October 05, 2020 at 12:28PM
Kenzo Takada, the pioneering Japanese fashion designer and founder of Kenzo, died on Sunday, 4 Oct. in Paris after catching COVID-19 at the age of 81.
Takada was the first designer from Japan to enter Paris’s fashion elite in the 1970s, paving the way for fellow iconic Japanese designers such as Rei Kawakubo, Yohji Yamamoto, Junya Watanabe, and Issey Miyake. Takada’s designs for Kenzo includes vibrant, colourful jungle prints for women, men, and children, the brand’s signature tiger motif on more casual pieces, and a wide portfolio of bestselling fragrances, and skin care. Only days before Takada’s death was his brand’s Spring/Summer 2021 collection for Paris Fashion Week.
“Kenzo Takada has, from the 1970s, infused into fashion a tone of poetic lightness and sweet freedom which inspired many designers after him. In this fresh and spontaneous spirit, he also durably renewed the world of perfume. The House he had established, Kenzo, still explores his vision.
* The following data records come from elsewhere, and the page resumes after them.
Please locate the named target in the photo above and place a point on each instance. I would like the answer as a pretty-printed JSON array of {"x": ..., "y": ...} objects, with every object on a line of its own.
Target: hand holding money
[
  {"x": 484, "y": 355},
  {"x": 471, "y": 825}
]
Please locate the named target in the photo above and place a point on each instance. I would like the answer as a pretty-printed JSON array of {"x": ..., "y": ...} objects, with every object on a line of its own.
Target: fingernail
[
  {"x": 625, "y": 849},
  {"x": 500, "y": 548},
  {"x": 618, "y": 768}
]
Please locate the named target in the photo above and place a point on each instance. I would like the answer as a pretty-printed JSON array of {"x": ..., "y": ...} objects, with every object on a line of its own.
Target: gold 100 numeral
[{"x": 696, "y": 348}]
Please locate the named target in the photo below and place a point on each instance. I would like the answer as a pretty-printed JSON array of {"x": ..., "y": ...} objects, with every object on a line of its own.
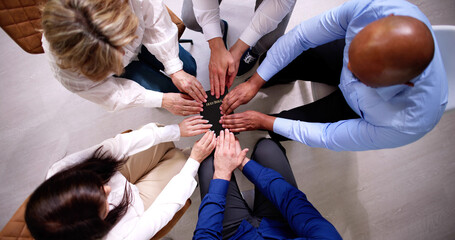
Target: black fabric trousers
[
  {"x": 322, "y": 64},
  {"x": 268, "y": 153}
]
I’m very sad to learn about his passing and express my sincerest sympathy to his family and friends,” says Bernard Arnault, chairman and chief creative officer of LVMH.
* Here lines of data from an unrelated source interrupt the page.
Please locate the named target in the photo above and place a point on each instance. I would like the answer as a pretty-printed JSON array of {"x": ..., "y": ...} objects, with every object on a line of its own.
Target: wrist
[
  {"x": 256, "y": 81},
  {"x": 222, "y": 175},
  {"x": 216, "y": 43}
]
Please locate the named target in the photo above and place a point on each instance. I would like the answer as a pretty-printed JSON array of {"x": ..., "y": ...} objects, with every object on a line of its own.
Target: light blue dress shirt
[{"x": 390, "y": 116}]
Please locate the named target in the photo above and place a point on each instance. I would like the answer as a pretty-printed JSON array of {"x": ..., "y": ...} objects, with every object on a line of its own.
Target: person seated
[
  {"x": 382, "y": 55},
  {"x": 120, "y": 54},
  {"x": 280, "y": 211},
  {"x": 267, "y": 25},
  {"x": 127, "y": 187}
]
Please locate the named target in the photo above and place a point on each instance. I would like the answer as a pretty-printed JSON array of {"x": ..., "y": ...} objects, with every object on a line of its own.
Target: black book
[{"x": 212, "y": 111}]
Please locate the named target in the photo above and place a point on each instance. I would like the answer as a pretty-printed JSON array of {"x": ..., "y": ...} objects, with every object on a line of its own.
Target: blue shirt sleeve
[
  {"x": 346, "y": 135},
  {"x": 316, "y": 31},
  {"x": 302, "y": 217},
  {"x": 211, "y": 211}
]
Takada was a self-made fashion icon. Born in 1939 near Osaka, Japan to middle-class parents who ran a hotel, Takada was inspired by sewing lessons in his sister’s fashion magazines as a child. After his father’s death in 1958, he enrolled at the previously all-female Bunka fashion college in Tokyo and then went on to design womenswear at a department store after graduating. Inspired by French fashion designer Yves Saint Laurent, Takada left Japan in 1965 for Marseille and settled in Paris after meeting his partner Xavier de Castella. Takada’s first menswear collection for Kenzo debuted in 1983, his first fragrance “Kenzo Kenzo” launched in 1988, and then in 1993, he sold his fashion brand to the LVMH luxury goods group and retired in 1999 to focus on art and design.